Maybe if I can retire, I can dedicate myself to figuring out how to enjoy Europa Universalis IV, or any of Paradox’s other grognardian idle clickers. At this stage of my life, though, no. I can’t say I’ll be playing more of it.

Is it the Dark Souls of alternate history games?

I’m going to go ahead and dub Europa Universalis IV the Dark Souls of idle clickers, even though it doesn’t seem to be appreciably more difficult or opaque than Crusader Kings II or any of the other games I’ve tried in the genre. It wins, primarily, on scope, scale, and any other bathroom staples you care to name. The sheer number of things you can’t do in the first few hours of playing the game is astonishing.

Ten out of Ten Ducat Souls.

Comments

But is it the Rick and Morty of alternate history games?

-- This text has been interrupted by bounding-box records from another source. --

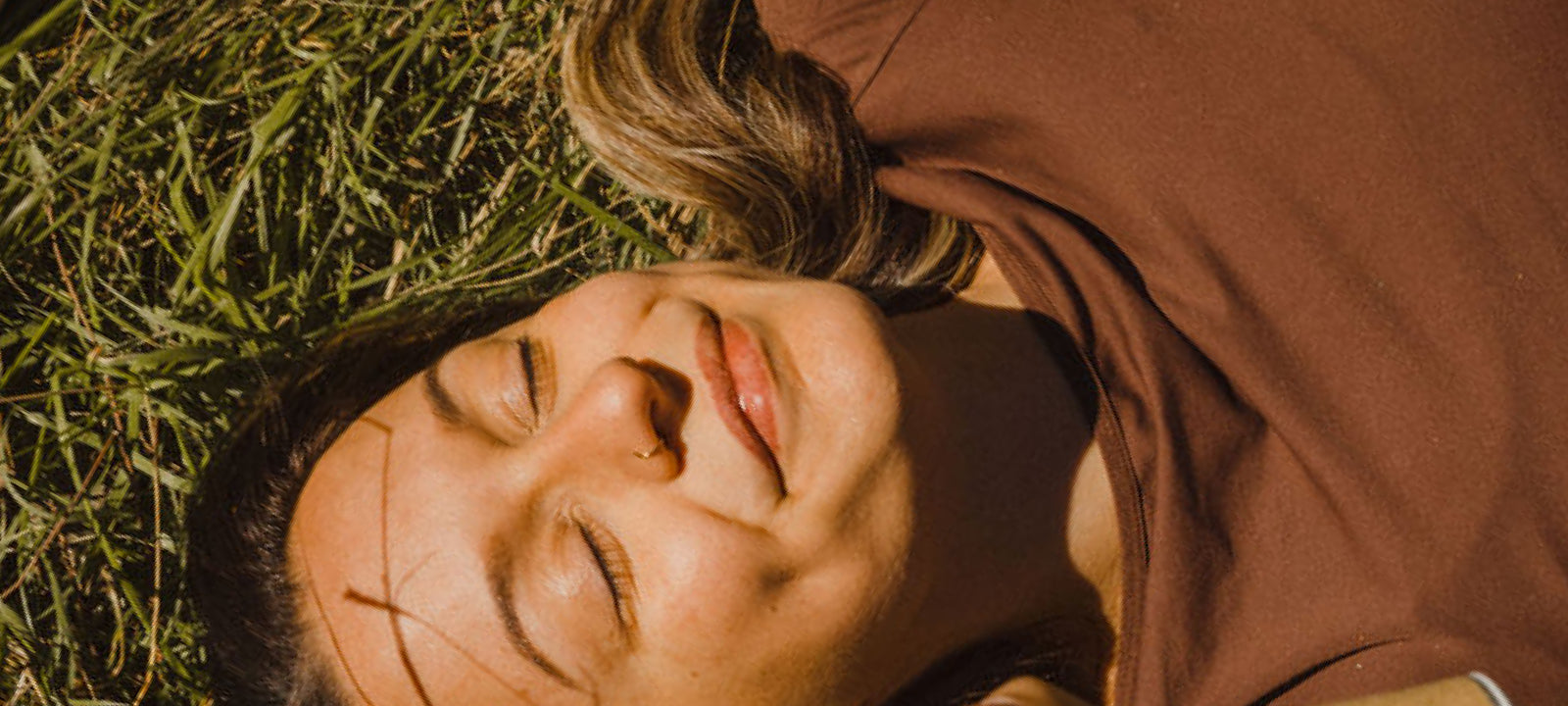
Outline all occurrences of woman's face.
[288,264,939,706]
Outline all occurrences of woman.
[193,0,1568,704]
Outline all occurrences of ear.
[975,677,1090,706]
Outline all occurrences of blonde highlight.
[562,0,980,312]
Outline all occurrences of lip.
[696,311,789,496]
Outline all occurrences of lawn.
[0,0,688,704]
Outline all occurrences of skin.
[980,677,1492,706]
[288,261,1119,706]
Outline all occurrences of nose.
[574,358,692,480]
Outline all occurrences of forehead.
[288,267,915,706]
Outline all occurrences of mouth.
[696,309,789,496]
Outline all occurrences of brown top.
[759,0,1568,704]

Europa Universalis IV is, I’ve concluded, an elaborate idle clicker that costs forty dollars and doesn’t have the decency to let you buy a coin doubler.

Hilarious!

Wait just a damn minute here ...

...

you lost a war to Granada?

Elysium wrote:

Wait just a damn minute here ...

...

you lost a war to Granada?

Right.....was your army upkeep at 0%?

This was a very difficult article to edit without repeatedly trying to interject with "helpful advice."

Elysium wrote:

Wait just a damn minute here ...

...

you lost a war to Granada?

Yes.

Apparently, they were expecting the Spanish Inquisition.

EU4 & CK2 are the two games that make me feel like a boss and an idiot all at the same time.

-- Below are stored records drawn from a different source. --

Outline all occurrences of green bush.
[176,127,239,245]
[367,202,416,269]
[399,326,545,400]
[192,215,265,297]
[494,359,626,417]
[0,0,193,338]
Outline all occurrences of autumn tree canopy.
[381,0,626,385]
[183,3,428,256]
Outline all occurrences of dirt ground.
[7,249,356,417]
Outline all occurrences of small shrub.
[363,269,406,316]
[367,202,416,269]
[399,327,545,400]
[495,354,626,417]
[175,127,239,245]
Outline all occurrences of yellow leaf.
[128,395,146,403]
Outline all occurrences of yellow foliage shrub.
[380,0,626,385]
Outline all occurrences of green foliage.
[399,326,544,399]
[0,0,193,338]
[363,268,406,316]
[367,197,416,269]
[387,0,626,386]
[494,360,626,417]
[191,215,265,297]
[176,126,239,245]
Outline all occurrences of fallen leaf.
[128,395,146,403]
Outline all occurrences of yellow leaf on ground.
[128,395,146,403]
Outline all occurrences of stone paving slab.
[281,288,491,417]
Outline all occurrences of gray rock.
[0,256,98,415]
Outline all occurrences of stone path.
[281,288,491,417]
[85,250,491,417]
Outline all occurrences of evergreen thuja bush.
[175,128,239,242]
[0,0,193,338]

Like a toddler leafing through a medical dictionary, I feel sophisticated yet completely out of my depth.

God dang I love these games.

Time Conqured: 1 milliSands

Nice! Sounds like you were able to get a reasonably good feel for the game within that reasonable timespan. Myself, I think I would need to carve out at least a solid window of around 10 to 20 mS before I tried diving in.

Europa Universalis IV is a grayed-out-menu simulator from Paradox Interactive. It’s better than Crusader Kings II, which is another grayed-out-menu simulator from Paradox Interactive, in that there are more nations to choose from and more historical events to watch haplessly unfold before you.

The core mechanic of Europa Universalis IV is unpausing. That is, almost literally, the only button that actually does anything

As someone who has 1700 hours playing this game, this basically sums it up. Well done!